Uno de los casos más alarmantes se registra en el cruce del bulevar Benito Juárez y bulevar Hisense, donde los semáforos fueron colocados en modo intermitente como una medida temporal tras los trabajos por un socavón. Sin embargo, lo que debió ser una solución momentánea terminó convirtiéndose en un problema permanente, dejando a peatones completamente desprotegidos ante el flujo constante de vehículos que circulan a alta velocidad.
Trabajadores y usuarios del transporte público que transitan diariamente por la zona señalan que cruzar la vialidad se ha vuelto un acto de riesgo extremo, obligándolos a esquivar automóviles o incluso correr entre carriles para evitar ser atropellados. La situación se agrava durante la noche, cuando la visibilidad disminuye y los conductores, en su mayoría, no respetan el paso peatonal.

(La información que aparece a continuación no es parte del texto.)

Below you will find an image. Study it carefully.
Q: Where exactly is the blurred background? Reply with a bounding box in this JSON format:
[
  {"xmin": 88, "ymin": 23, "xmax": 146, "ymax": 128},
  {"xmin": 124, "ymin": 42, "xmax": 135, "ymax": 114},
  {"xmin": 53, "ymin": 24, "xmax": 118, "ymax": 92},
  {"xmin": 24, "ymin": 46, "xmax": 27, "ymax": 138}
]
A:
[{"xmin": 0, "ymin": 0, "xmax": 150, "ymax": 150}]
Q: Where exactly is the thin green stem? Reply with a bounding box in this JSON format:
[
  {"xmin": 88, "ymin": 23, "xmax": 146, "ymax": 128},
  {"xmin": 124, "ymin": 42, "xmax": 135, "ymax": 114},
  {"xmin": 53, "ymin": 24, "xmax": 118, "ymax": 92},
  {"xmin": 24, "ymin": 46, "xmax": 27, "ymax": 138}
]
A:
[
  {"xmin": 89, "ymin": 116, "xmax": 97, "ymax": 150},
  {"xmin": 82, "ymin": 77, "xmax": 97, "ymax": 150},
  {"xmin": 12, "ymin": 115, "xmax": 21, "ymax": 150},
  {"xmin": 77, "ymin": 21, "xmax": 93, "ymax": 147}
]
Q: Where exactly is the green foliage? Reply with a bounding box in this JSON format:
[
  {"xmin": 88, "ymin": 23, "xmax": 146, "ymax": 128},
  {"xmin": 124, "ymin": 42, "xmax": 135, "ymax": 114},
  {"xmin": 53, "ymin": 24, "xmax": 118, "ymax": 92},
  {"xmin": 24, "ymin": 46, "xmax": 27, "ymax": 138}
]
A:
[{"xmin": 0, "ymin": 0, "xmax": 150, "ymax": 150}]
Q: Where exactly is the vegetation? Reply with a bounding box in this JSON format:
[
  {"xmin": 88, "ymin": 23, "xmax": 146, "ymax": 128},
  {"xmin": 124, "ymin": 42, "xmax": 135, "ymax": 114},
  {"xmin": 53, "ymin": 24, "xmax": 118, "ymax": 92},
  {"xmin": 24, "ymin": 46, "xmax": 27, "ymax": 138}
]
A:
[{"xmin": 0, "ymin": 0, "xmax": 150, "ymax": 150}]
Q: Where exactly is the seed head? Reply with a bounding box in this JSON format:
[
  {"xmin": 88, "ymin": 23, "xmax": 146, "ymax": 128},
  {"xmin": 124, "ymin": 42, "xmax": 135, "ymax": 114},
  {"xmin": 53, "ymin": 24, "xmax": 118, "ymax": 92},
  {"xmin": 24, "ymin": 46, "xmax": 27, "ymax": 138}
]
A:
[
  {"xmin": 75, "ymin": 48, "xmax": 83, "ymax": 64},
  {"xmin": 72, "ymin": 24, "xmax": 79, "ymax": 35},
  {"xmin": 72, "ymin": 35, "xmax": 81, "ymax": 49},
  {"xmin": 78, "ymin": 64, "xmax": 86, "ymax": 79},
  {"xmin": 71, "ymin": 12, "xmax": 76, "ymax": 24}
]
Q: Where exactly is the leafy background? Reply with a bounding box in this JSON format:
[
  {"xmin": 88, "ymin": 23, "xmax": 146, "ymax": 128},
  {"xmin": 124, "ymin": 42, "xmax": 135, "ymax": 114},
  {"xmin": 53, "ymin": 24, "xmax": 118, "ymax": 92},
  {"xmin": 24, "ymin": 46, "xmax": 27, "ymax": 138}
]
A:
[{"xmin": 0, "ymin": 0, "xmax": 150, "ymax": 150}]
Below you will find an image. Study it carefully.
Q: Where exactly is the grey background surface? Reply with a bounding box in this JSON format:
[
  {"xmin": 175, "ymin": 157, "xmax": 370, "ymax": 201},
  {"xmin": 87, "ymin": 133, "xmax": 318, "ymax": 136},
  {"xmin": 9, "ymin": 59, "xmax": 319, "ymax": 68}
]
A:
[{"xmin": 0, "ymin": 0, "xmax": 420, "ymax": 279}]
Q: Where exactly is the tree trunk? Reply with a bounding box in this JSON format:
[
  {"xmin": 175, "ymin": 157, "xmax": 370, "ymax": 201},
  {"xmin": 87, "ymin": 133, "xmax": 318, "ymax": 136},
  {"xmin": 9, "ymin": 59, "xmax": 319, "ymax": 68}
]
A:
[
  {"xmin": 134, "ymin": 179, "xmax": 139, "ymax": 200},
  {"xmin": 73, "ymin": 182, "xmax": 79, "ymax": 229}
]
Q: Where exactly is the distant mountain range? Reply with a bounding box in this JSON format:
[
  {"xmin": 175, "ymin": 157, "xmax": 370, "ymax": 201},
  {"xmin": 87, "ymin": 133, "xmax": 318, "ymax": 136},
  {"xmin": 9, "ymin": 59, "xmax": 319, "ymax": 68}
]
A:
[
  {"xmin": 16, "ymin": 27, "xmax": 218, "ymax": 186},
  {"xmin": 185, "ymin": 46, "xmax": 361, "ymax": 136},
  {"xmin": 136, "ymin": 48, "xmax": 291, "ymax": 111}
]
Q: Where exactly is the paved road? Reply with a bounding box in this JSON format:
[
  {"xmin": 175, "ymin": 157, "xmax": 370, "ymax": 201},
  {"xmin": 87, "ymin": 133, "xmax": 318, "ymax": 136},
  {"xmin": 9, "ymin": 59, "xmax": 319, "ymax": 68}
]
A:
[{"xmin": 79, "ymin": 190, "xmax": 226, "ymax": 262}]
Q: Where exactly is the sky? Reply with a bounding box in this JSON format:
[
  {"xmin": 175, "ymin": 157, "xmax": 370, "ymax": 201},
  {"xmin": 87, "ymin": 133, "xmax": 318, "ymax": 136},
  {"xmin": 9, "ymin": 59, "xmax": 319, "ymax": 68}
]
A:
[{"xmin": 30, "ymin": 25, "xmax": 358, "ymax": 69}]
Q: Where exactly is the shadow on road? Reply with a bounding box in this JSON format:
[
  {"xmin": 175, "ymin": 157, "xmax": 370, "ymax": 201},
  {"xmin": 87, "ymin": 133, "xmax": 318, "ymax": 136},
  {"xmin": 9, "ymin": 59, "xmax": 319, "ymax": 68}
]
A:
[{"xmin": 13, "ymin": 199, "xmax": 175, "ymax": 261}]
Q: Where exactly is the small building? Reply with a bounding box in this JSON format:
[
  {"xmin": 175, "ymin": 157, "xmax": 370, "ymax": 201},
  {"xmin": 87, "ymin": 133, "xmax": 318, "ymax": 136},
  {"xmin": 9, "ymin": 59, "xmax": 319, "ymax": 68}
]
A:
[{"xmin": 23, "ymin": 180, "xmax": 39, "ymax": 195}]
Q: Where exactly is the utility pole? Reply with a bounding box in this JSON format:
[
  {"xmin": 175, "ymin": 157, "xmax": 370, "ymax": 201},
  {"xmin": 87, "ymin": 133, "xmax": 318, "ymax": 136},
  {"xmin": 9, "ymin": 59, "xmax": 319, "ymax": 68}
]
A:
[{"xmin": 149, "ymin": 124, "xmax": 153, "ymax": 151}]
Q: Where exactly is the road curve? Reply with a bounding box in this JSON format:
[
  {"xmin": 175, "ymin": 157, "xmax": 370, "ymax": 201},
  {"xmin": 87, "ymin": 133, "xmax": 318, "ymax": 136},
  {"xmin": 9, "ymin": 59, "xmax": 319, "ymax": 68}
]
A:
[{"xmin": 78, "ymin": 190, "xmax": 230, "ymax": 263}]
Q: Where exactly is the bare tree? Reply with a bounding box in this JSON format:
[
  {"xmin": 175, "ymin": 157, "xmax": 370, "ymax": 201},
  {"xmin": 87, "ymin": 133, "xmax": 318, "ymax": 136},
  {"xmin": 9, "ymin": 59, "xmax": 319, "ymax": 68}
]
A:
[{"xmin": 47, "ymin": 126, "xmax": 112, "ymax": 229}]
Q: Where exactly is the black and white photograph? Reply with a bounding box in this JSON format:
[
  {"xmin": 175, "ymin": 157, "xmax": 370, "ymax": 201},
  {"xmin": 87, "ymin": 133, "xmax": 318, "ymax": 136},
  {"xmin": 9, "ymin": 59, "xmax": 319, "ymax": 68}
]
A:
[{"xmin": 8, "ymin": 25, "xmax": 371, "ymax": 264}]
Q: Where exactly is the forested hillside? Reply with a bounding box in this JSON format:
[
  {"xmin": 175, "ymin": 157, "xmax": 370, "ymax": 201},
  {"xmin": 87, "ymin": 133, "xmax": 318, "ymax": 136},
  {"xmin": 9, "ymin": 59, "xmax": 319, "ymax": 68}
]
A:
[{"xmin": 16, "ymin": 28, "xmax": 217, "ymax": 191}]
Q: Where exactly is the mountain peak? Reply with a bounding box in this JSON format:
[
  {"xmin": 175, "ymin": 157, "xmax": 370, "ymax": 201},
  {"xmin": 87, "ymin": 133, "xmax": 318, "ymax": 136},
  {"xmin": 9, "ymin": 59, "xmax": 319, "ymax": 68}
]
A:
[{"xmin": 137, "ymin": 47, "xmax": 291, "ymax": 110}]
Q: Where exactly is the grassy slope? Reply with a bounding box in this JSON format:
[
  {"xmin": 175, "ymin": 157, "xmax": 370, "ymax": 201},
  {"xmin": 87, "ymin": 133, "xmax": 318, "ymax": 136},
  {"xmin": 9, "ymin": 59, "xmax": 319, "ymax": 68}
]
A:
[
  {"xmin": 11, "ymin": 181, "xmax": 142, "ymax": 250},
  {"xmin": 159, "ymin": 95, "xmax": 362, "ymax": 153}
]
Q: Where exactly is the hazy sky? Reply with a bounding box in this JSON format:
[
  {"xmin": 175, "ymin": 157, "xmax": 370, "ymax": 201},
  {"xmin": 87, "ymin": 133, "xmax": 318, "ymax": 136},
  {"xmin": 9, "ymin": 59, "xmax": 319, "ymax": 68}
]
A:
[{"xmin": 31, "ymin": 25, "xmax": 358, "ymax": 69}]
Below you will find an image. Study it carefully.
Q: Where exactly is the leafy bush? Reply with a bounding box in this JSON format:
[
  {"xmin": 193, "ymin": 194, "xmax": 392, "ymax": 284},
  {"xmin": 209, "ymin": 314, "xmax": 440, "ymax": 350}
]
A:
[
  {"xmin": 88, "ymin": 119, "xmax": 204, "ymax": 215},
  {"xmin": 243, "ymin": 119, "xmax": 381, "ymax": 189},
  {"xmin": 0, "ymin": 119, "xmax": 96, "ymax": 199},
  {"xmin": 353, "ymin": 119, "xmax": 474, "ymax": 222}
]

La falta de respuesta oportuna por parte del gobierno municipal ha generado indignación entre la población, que exige acciones inmediatas antes de que ocurra una tragedia. Mientras tanto, la administración de Rocío Adame sigue acumulando señalamientos por su incapacidad para garantizar condiciones mínimas de seguridad, incluso en aspectos tan básicos como el funcionamiento de semáforos en una de las zonas más transitadas de la ciudad.